Fiyalko’s friends at the club presented him with a plaque to commemorate the feat. It bears a picture of the fifth hole and a line that reads: "Leo Fiyalko, hole-in-one, five iron, 110 yards."
As Sue Rogan, who has run the Twilighters Club for the past seven years, announced that she was presenting a plaque to Fiyalko, he buried his face in his hands and shook his head.
SHE has set her sights on securing an Olympic berth for India. Mamta Kharab, the captain of the women’s hockey team, knows that her girls need to play outstandingly to win the qualifier at Kazan, Russia, from April 19-27.
India have been pitted against USA, Netherlands Antilles, Russia, Belgium and Chinese Taipei. "I’m hopeful that we will make it to Beijing," Arjuna awardee Mamta said on the sidelines of the 55th Rakshak Senior National Women’s Hockey Championship in Jalandhar recently.
The Haryana girl shot into the limelight when she scored a golden goal against England in the final at the 2002 Commonwealth Games in Manchester. She also struck the match-winner in the semifinal versus New Zealand.

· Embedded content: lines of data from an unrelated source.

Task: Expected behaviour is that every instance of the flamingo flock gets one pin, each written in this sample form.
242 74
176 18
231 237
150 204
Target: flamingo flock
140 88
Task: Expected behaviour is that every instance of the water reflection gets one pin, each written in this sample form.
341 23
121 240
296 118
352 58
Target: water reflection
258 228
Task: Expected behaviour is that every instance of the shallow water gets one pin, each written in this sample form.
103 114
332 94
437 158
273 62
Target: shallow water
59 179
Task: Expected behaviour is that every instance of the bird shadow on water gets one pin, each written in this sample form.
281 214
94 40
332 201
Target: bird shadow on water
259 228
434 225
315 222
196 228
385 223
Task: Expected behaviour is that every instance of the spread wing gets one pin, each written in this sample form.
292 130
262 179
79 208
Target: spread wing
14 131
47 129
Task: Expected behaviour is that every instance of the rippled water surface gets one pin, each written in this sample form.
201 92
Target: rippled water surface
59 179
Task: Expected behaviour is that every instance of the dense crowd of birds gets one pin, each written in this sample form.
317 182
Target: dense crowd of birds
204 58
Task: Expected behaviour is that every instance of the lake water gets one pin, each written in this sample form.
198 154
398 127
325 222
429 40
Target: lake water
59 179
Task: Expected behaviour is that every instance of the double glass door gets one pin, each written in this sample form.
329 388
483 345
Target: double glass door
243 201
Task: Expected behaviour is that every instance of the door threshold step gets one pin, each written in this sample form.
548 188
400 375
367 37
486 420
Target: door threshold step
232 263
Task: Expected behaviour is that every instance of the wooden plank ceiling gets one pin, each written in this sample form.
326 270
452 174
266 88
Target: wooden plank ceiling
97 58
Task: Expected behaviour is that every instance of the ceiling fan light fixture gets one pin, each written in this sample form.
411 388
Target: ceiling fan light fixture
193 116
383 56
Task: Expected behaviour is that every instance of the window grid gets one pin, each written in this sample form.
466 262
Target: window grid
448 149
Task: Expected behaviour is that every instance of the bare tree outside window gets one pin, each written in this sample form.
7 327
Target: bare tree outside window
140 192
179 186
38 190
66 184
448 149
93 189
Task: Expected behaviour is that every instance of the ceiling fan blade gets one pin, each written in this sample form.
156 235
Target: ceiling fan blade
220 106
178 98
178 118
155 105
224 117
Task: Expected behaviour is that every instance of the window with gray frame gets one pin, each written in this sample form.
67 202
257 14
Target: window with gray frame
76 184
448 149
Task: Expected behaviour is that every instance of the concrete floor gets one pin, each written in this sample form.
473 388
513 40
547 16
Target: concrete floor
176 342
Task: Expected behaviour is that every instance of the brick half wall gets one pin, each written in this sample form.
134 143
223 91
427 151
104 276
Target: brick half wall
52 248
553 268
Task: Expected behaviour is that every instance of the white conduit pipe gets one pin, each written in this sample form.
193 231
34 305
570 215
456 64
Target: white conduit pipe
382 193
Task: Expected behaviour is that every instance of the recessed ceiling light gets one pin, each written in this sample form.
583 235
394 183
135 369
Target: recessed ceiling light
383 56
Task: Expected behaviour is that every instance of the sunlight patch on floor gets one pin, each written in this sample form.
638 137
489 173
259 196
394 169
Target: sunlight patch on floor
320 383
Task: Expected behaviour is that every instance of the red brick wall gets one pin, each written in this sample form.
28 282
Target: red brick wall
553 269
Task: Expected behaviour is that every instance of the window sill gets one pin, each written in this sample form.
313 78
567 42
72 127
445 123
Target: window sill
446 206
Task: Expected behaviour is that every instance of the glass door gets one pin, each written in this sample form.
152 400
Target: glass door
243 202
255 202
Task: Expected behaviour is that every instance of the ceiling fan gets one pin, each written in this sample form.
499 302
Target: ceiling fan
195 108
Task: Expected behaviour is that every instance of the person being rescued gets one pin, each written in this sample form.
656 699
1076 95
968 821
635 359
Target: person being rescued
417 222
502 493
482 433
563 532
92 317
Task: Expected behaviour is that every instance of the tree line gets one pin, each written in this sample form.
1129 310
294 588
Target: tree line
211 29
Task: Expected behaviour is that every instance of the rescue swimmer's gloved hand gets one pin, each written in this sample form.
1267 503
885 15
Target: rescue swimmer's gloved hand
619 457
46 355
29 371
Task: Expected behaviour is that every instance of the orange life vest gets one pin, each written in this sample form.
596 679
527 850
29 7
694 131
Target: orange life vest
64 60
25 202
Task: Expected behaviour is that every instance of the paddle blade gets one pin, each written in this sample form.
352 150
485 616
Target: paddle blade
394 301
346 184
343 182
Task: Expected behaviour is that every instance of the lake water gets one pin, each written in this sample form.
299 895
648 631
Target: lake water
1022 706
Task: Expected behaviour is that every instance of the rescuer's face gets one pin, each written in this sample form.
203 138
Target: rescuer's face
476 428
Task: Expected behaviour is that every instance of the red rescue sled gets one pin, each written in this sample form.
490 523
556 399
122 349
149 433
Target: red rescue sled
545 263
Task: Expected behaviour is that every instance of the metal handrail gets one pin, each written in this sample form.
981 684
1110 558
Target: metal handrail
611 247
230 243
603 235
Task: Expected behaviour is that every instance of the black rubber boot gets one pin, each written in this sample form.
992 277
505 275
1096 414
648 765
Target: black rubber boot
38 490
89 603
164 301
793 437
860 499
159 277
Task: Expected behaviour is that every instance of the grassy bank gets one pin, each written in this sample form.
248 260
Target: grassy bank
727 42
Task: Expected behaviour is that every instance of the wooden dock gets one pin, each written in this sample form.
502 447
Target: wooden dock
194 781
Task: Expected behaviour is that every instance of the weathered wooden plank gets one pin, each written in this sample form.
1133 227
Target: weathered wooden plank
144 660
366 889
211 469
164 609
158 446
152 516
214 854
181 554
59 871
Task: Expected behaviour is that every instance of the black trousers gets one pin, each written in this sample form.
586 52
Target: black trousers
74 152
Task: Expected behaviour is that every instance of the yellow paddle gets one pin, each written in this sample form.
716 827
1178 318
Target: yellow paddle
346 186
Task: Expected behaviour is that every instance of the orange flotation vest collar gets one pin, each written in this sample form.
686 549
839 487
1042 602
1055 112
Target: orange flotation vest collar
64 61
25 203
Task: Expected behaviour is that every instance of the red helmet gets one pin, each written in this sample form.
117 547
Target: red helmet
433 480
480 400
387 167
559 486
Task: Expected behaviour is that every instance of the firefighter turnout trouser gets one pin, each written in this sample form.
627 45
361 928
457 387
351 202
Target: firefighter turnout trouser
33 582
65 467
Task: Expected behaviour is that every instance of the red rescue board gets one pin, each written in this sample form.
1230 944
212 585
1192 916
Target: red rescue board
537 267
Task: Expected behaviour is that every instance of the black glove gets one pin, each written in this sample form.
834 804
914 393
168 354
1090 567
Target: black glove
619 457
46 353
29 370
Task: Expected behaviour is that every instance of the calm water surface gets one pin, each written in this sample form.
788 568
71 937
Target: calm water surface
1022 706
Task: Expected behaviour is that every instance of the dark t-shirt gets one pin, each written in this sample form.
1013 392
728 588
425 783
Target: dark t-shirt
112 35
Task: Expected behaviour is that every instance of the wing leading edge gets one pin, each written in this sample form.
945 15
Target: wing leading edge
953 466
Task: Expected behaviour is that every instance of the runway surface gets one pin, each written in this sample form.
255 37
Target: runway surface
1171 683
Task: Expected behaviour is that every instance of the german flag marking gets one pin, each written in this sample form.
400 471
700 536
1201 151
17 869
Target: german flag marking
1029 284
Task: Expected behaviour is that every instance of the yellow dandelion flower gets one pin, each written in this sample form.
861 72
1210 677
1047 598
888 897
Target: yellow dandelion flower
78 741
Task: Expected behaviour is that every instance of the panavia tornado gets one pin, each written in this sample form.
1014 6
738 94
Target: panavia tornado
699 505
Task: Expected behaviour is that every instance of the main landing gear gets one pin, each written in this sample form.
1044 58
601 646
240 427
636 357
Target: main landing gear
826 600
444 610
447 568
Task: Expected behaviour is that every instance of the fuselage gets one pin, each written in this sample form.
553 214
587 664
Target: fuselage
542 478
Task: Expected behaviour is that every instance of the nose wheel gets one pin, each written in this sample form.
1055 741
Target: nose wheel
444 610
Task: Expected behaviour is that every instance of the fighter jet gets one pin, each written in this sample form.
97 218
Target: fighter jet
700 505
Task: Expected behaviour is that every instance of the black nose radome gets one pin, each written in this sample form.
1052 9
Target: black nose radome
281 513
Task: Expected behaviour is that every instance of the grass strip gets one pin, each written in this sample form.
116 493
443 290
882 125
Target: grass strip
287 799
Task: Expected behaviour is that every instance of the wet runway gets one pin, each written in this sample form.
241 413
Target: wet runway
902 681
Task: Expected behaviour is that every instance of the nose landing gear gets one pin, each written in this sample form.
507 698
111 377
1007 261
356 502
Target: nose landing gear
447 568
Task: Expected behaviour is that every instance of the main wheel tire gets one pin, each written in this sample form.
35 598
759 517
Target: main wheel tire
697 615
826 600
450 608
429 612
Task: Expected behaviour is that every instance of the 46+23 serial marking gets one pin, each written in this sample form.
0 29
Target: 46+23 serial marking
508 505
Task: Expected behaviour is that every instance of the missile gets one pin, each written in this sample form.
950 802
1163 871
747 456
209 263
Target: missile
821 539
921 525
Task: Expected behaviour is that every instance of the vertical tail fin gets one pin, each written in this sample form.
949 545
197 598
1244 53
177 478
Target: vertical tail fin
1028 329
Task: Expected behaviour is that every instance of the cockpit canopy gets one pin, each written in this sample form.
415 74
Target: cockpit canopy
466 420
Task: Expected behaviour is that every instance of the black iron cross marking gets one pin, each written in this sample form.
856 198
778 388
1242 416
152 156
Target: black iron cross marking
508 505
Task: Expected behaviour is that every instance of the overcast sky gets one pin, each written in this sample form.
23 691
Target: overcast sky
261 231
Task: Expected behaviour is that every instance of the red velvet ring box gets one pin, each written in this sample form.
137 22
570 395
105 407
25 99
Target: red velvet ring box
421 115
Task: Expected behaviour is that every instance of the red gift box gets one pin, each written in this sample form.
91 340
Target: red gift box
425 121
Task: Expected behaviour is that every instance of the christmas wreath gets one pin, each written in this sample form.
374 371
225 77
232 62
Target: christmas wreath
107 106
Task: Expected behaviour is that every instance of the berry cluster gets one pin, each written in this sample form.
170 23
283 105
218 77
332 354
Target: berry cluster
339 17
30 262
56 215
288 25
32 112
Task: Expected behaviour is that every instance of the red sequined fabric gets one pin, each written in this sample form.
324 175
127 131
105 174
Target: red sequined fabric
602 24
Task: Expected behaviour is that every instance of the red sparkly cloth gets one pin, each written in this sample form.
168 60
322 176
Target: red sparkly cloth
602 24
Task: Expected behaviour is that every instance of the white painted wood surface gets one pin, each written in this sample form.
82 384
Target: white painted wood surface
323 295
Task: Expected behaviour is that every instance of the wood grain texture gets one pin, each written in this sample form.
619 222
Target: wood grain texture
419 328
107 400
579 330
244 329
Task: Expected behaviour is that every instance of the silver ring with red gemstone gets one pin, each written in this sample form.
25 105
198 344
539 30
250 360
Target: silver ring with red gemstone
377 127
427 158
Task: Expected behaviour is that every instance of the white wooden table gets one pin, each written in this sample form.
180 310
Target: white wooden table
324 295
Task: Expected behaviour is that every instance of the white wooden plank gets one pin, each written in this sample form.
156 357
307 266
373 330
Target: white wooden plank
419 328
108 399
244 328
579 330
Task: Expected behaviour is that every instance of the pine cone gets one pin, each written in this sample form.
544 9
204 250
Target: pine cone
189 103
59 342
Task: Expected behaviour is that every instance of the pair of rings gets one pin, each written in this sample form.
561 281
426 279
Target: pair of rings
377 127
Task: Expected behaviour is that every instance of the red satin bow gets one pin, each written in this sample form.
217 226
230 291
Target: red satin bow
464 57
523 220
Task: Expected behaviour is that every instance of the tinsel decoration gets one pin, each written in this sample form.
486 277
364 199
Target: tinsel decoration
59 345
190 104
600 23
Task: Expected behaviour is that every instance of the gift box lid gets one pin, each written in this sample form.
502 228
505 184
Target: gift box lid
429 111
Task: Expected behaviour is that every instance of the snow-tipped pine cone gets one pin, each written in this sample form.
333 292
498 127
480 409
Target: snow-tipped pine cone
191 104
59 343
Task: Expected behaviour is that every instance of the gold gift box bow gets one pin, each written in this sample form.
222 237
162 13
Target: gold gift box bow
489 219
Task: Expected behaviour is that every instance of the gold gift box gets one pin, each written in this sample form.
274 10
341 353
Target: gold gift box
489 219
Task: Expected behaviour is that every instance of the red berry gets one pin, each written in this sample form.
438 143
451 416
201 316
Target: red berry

"The Commonwealth victory gave a big fillip to women’s hockey in India. We won the gold after a long gap of 32 years," she said.
A product of the Sports Training Centre, SAI, Chandigarh, Mamta made her international debut in 1999 at the under-21 tournament in New Jersey, USA. For her outstanding performance at the Commonwealth Games, the Arjuna Award was conferred on her in 2003.
The forward, who was earlier working as a section officer in the Railways, was recently appointed as DSP in the Haryana Police. "I am thankful to the Haryana Chief Minister for recognising my achievements. He has also asked me to form a women’s police hockey team," she says.
At present, Mamta is working hard to remove the chinks in her game. "Though my attacking moves are good, I am focusing on increasing my speed and physical endurance," she said.
Talking about the impact of Chak De! India on women’s hockey, she says, "No doubt it made waves for a while, but the government is not looking at the ground reality. The game is suffering because our team hardly has no sponsors."
However, she hastens to add that recently a Mumbai-based company, City Limousine, has come forward to sponsor the team. "If things go well, women’s hockey will get a major boost," she hopes.
Mamta is pretty satisfied with her team’s form, but she thinks Indian players lag behind their Dutch and Australian rivals when it comes to physical endurance. "This is a key area where we need to improve if our team has to become one of the best in the world," she says, exuding optimism.